I'm not going to take a specific position because I haven't seen the website, but what's wrong with simply asking Google?
| 12:10 am on Aug 9, 2006 (gmt 0)|
You may not have deliberately caused this "interval", however by trying to capitalise on it you are going against the 'spirit' of Google's TOS. Having said that I don't think that Google will even notice you, as there are may MFA Masters out there blatantly flouting TOS who are getting away with far more than you are. As others have probably mentioned the crunch will come when Google determines through it's conversion data, that your ads are not being clicked for the right reasons. That is presuming this "interval" is actually causing people to click on the ads.
There are much better ways of raising ctr and those ways relate more to targeting good content to potential buyers.
| 2:23 am on Aug 9, 2006 (gmt 0)|
Yes ask, if they say OK save the email and you are in double profit.
If they say no, correct it and go back to regular business.
If you don't ask you have your butt nine miles in the air.
And yes you could run the risk of getting smartpriced from the higher CTR if the clicks don't convert. Your rolling the dice on that one.
[edited by: Khensu at 2:24 am (utc) on Aug. 9, 2006]

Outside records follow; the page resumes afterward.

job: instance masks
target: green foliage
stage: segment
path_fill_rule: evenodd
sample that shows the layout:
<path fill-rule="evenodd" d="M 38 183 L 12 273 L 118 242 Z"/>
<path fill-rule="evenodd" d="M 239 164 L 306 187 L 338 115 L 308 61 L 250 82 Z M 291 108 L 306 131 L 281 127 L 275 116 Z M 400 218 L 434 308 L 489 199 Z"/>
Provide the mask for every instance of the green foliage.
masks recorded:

| 5:00 am on Aug 9, 2006 (gmt 0)|
This won't be legal.
First, they says ads have to be displayed along with content. Showing only ads with no content for 2 seconds would be against this rule.
| 6:43 am on Aug 9, 2006 (gmt 0)|
I'm sure if you had 0.5 sec delay between the ads and the content Google wouldn't care. But take this to the extreme (5 sec, how about 47612893 sec?) and you clearly violate "ads along with content" rule.